Nuggets' Camby wins Defensive Player award

(AP)
Updated: 2007-04-28 09:23

Now that Marcus Camby is the NBA's Defensive Player of the Year, he's looking ahead -- and behind.

The Denver Nuggets' 33-year-old center said that while he cherishes winning the award for the first time in his 11-year pro career, he'd much rather be celebrating a championship in a couple of months.

That's not an unusual refrain from winners of the NBA's individual awards.

Denver Nuggets forward Marcus Camby picks up a loose ball and heads down the court in the fourth quarter of the Nuggets' 96-87 victory over the Indiana Pacers in Denver in this photograph taken on Thursday, March 3, 2005. Camby was named the NBA's defensive basketball player of the 2006-2007 season on Friday, April 27, 2007.[AP]

But how many get to use the occasion to take a jab at fans, coaches and the commissioner for excluding him from the All-Star team?

"It's kind of ironic how I can win the award and not make the All-Star team," Camby said Friday. "The last couple of years I felt I had a great opportunity to be on that team. So, hopefully, next year with this award behind me, I can start getting some recognition about being on that team.

"It's a great honor to be on the All-Star team and I've never made it."

Camby averaged a league-best 3.3 blocks to go with 11.2 points and 11.7 rebounds per game. He also averaged 1.24 steals, tops among centers. He received 70 first-place votes and 431 points from a panel of sports writers and broadcasters.

"All I can say is he deserved it," teammate Carmelo Anthony said. "It's a luxury playing with a big man like that, knowing that if you get beat, he's going to be back there. So, it helps you push up on your man a little bit harder."
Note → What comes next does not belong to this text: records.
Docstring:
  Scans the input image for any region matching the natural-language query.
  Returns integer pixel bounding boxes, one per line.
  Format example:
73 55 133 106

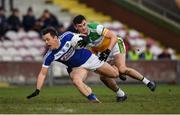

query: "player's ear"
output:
73 24 77 30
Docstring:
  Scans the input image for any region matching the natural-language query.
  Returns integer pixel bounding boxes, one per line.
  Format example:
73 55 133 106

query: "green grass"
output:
0 84 180 114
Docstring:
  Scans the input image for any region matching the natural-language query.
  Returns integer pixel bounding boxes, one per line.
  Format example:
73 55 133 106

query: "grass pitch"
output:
0 84 180 114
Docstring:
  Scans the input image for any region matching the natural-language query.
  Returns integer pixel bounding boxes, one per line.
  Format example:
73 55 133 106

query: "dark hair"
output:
41 27 58 37
73 15 86 25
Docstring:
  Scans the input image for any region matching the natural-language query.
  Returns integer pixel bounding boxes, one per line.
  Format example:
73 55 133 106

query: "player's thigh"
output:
96 62 119 78
70 68 88 81
114 53 126 67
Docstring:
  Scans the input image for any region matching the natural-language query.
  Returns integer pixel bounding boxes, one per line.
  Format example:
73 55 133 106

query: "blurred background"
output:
0 0 180 87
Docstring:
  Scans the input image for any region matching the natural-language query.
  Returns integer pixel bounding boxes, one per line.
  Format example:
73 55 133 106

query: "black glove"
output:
99 49 111 61
26 89 40 99
77 36 89 47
Camby also led the league in blocks last season and in 1997-98. He is one behind Kareem Abdul-Jabbar and Mark Eaton for the most blocked shot titles. Hakeem Olajuwon, Dikembe Mutombo, Theo Ratliff and George Johnson also led the league in blocks three times.
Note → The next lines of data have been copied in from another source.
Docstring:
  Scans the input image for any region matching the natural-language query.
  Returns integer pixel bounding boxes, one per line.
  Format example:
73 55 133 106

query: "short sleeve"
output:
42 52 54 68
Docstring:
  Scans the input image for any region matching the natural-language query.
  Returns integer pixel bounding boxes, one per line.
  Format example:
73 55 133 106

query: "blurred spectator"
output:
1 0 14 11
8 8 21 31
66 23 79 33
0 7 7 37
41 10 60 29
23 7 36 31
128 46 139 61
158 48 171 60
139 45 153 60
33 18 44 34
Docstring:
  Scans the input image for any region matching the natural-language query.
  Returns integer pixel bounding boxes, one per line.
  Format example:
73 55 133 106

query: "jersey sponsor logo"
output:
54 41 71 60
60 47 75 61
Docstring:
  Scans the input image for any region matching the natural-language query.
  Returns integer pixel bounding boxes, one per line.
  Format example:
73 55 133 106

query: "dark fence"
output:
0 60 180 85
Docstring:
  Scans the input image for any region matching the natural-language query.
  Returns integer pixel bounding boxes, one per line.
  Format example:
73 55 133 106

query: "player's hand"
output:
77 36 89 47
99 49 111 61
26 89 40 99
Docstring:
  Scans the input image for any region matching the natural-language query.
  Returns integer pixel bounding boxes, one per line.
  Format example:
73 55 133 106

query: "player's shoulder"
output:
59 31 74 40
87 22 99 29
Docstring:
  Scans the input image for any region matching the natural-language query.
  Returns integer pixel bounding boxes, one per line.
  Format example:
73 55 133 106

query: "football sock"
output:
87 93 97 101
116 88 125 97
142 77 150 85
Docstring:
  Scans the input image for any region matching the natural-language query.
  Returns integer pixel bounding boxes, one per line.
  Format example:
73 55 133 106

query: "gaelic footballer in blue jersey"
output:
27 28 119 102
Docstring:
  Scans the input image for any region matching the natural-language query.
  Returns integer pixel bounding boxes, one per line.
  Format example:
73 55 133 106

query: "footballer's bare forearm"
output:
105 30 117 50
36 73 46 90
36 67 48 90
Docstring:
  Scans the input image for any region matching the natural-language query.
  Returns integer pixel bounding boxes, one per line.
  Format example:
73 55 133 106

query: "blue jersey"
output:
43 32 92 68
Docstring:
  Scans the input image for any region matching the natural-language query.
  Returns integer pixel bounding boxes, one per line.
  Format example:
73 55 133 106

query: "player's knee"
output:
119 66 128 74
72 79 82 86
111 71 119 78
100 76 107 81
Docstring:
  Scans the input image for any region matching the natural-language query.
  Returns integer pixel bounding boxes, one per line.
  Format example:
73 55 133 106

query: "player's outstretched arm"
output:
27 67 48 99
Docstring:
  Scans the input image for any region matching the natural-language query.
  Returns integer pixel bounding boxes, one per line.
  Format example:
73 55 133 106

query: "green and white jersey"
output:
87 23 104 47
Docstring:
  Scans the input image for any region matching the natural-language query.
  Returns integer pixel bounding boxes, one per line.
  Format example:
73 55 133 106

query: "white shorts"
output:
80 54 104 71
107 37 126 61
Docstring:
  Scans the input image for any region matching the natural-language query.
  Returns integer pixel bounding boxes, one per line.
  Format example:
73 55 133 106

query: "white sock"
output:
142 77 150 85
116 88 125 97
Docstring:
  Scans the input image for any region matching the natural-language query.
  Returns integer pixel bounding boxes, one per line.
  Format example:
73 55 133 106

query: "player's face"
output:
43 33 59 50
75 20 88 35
San Antonio forward Bruce Bowen was second with 206 points, while Spurs teammate Tim Duncan had 158 points and finished third. Bowen also was runner-up last year, when Ben Wallace won the award for the fourth time.

The Nuggets and Spurs are tied at a game each in their Western Conference first-round series, with Game 3 set for Saturday night in Denver.

Bowen joked that at least he finished above Duncan again, but there was no hiding his disappointment.

"It's just one of many things that you can continue to strive for," Bowen said. "And I think it's important that you try to find something positive in any situation in life. And this is the game that we play and I'm constantly telling kids how they have to give their best effort and things of that nature. Well it goes for me as well. If I don't attain a goal that I'd like to attain, I still have to keep plugging away."

Spurs point guard Tony Parker said Camby was so dominant and deserving that "it's hard for me to complain. And at the same time Bruce, every year he finishes second. So you kind of wonder when he's going to win. At least one time. Because he's getting old. ... So I feel a little bit sad for him on that point, but I think Marcus Camby deserves it. I think he's a great defender."

Camby's steady play on defense was about the only constant in another season of turmoil in Denver. The Nuggets were dogged by suspensions, trades, injuries and illnesses before finally finding a rhythm and going a franchise-best 10-1 in April to secure a fourth-straight trip to the playoffs.

"We at times can be a very bad defensive team and he has made us look very good many nights because of that," coach George Karl said. "Recently we're starting to play better and it looks like we're relieving him of some of the headaches that he has to cover up for."

Karl said he's never had a better defender in his 19 seasons as an NBA coach.

"When Marcus is on one of those nights where he's roaming around taking away everything, it's pretty intimidating," Karl said. "I've not been around a player that can intimidate a game with his defensive and rebounding the way Marcus can, my whole career.

"I had the honor to be with Gary when Gary Payton won the award (in 1996) and we were a very good defensive team that created a lot of turnovers in Seattle, but never an intimidating factor."